# Trolling motor set up for fly fishing?



## mcjakershaker89 (Jul 11, 2012)

I recently bought my skiff and it has a birdsall mount for the trolling motor up front... The question is do i keep the mount and get a tramsom mount t motor? Or take it off and get a bow mount? I really want to be able to take it on and off for fly fishing. Any advice would be appreciated


----------



## firecat1981 (Nov 27, 2007)

Why drill more holes if the mount is already there? I say stay with what you got.


----------



## mudd_minnow (Oct 13, 2010)

> I recently bought my skiff and it has a birdsall mount for the trolling motor up front... The question is do i keep the mount and get a tramsom mount t motor? Or take it off and get a bow mount? I really want to be able to take it on and off for fly fishing. Any advice would be appreciated


Could you adapt the birdsall mount into a quick release mount? Here is an adaptation for my carolina skiff I did years ago so I could charge my batteries while my boat was completely locked up. 










You might be able to mount the square (quick release female part to the mount you have) and still be able to remove the trolling motor for fly fishing. The only thing you would have on the hull is the small square (male part you see in the picture) the quick release connects to.
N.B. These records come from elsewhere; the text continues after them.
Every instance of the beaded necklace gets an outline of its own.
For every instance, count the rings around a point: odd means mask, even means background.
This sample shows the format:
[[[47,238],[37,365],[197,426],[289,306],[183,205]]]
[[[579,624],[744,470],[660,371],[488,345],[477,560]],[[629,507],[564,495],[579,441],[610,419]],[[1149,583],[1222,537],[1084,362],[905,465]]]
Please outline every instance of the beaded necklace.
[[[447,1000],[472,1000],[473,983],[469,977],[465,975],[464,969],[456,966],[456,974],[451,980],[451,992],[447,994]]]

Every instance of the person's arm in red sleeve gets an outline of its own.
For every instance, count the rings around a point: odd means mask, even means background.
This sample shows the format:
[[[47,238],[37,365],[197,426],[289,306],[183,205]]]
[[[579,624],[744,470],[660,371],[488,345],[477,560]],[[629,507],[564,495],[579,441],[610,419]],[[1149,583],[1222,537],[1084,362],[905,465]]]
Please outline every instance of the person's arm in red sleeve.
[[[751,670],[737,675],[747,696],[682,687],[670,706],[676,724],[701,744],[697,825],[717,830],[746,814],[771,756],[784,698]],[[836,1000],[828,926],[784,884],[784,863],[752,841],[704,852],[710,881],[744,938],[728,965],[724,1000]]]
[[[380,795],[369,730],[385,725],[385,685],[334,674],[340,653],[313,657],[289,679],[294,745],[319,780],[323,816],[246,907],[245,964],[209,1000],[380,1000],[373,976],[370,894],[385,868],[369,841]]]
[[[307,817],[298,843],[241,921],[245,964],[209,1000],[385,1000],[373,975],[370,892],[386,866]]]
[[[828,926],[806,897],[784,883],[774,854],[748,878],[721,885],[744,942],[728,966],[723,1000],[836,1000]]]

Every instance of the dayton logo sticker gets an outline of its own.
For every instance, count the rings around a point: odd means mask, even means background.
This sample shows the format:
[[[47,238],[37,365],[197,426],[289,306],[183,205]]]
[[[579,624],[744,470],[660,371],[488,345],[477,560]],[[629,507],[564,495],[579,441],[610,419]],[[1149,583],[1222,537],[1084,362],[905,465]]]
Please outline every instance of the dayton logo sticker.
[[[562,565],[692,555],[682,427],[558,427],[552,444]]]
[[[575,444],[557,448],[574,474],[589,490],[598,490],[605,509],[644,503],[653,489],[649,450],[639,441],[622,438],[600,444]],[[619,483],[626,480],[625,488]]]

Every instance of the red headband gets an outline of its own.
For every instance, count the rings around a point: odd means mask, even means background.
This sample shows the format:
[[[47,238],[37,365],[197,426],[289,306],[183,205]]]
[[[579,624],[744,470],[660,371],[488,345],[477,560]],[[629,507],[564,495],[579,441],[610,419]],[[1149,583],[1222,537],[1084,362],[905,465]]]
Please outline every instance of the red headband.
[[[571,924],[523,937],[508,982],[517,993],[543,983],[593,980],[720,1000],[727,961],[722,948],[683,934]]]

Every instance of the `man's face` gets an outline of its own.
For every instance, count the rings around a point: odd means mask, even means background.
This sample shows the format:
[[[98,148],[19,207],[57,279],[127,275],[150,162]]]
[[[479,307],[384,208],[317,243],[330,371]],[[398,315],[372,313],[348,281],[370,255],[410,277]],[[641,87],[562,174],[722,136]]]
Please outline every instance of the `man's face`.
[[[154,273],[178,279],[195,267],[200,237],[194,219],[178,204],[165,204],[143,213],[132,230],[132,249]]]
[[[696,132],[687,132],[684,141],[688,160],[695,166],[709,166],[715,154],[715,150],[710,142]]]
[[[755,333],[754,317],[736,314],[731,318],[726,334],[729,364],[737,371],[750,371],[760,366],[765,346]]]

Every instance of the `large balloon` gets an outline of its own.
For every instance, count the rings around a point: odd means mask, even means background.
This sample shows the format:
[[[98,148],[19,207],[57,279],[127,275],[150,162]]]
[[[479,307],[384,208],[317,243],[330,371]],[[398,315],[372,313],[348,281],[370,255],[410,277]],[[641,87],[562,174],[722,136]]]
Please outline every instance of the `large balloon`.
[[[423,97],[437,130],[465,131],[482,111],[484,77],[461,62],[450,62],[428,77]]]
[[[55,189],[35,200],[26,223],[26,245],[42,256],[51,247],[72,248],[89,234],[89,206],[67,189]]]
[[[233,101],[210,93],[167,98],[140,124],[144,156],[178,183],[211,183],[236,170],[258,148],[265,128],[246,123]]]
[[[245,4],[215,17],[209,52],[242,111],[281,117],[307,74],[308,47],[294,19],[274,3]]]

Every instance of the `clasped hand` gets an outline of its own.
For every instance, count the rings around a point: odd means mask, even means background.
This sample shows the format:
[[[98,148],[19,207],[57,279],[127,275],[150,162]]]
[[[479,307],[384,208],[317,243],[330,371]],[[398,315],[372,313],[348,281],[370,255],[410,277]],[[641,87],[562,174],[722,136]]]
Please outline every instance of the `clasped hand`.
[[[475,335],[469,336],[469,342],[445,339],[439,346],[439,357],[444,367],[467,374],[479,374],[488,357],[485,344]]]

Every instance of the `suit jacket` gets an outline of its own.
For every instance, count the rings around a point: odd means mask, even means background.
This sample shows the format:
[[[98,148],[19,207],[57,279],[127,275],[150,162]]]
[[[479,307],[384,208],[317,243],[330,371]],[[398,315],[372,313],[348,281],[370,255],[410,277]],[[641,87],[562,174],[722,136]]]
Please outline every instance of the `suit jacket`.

Cut out a 3/4 peice of wood or starboard that matches the (female part) quick release mount. This will be called the adaptor peice.

Mount the birdsall to a peice of 3/4 inch rectangle wood or starboard you just cut out. the adaptor peice

Then mount the (female side) quick release to the 3/4 adaptor peice  you just made.

Next mount the small (male) quick release to the deck.  

AND WALA.  Your done.


----------